La serata londinese prevede altri due confronti di cartello.

Per la massima divisione di peso l’inglese Dillian Whyte, vincitore di Joshua nel 2009 tra i dilettanti, affronterà sulla distanza delle 10 riprese Brian Minto (41-9-0, 26), stagionato americano di 40 anni, per il vacante campionato WBC Silver della categoria.

Minto è reduce dal torneo massimi-leggeri tenutosi il 28 marzo scorso a Christchurch in Nuova Zelanda, dove, dopo due convincenti successi, ha perduto con decisione divisa, nella finale combattuta con Israel Adesanya, nigeriano di 26 anni resistente in Auckland, con un nutrito record di vittorie nella kickboxing. Il confronto conclusivo con l’africano-neozelandese era finito in parità dopo 3 riprese; la necessità di avere un vincitore del torneo ha richiesto una quarta ripresa che è stata assegnata, con verdetto diviso, al pugile locale.

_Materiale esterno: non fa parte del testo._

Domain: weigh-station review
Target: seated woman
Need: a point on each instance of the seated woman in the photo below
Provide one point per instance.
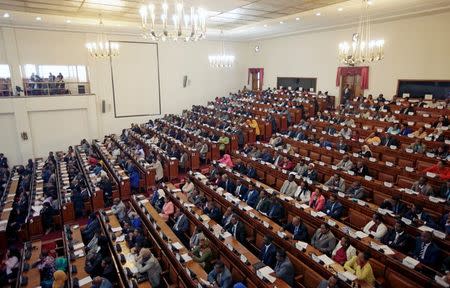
(226, 159)
(167, 210)
(203, 254)
(360, 266)
(419, 133)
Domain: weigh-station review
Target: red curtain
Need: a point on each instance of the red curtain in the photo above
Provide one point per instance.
(351, 71)
(255, 71)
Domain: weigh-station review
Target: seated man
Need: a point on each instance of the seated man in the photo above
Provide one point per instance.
(289, 186)
(324, 239)
(284, 268)
(333, 207)
(422, 187)
(356, 190)
(397, 238)
(181, 226)
(425, 250)
(268, 252)
(336, 183)
(298, 229)
(345, 164)
(361, 169)
(343, 251)
(263, 204)
(418, 216)
(376, 227)
(220, 276)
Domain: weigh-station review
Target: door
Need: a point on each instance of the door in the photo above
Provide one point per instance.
(354, 83)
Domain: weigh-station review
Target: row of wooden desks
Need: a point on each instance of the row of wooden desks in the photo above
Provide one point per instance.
(311, 272)
(170, 164)
(114, 170)
(145, 170)
(7, 201)
(239, 257)
(293, 207)
(213, 147)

Minto ha combattuto diverse volte in Europa: in Germania, come peso massimo, ha battuto prima del limite Axel Schulz ed ha perso ai punti in 12 riprese contro Lukan Krasniqi, mentre tra i massimi-leggeri si è arreso nel nono round a Marco Huck nella sfida al titolo WBO delle 200 libbre; in Polonia ha ceduto ai punti in 10 riprese al peso massimo locale Artur Szpilka; in Inghilterra ha partecipato al torneo dei pesi massimi tenutosi il 14 novembre 2013 nella York Hal di Bethnal Green, Londra, con la vittoria su Tom Little e la sconfitta contro Michael Sprott, entrambe ai punti sulle 3 riprese.

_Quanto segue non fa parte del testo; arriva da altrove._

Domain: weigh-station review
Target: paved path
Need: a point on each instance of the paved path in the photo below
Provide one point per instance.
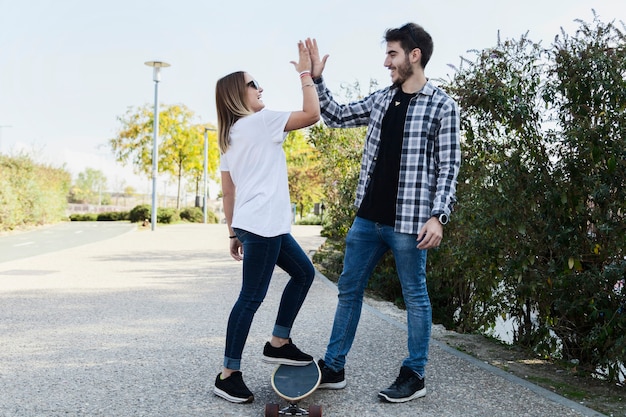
(134, 326)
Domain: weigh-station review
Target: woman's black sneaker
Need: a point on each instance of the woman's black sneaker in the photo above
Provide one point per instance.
(407, 387)
(233, 388)
(287, 354)
(331, 379)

L’imbattuto Whyte (15-0-0, 12), 27 anni compiuti, è un rispettabile picchiatore con una carriera professionistica costruita con competente abilità, a spese di avversari d’oltre Manica. Nel suo record non figurano nomi di rilievo e Minto sarà il primo tassello, si spera, di una serie meglio qualificata di opponenti. Whyte, londinese di Brixton nato in Giamaica, vive con la visione della vittoria amatoriale su Joshua, il cui spettro lo porta a sperare in un confronto con il vincitore delle ultime olimpiadi. La sfida tra i due è prevista per dicembre prossimo, per cui appare imperativo vincere contro Minto. Prima di dedicarsi a tempo pieno alla pratica del pugilato è stato campione di kickboxing ed in diverse discipline dello sport da combattimenti.

 

Al limite dei pesi superleggeri l’inglese Dave Ryan, 32enne di Derby, concederà la rivincita al connazionale John Wayne Hibbert, 31 anni il prossimo dicembre, per le corone Commonwealth e WBC International, sulla distanza delle 12 riprese.

Ryan (17-8-0, 4) e Hibbert (15-3-0, 9) non combattono dal loro precedente confronto tenutosi nella stessa location il 30 maggio scorso. Il match è stato molto combattuto: Ryan ha dovuto toccare il tappeto due volte, nella terza e quinta ripresa; Hibbert ha subito la stessa sorte nel nono tempo, quando era più affaticato, ed è stato fermato dall’arbitro a 2:00 dall’inizio di quella frazione. In quella occasione Hibbert ha dovuto logicamente riconoscere la superiorità di “Rocky” Ryan, che già lo aveva sovrastato due anni prima in 10 riprese: l’arbitro-giudice unico aveva scritto sul cartellino 97-95 a favore di Ryan. Vedremo cosa sancirà il terzo combattimento.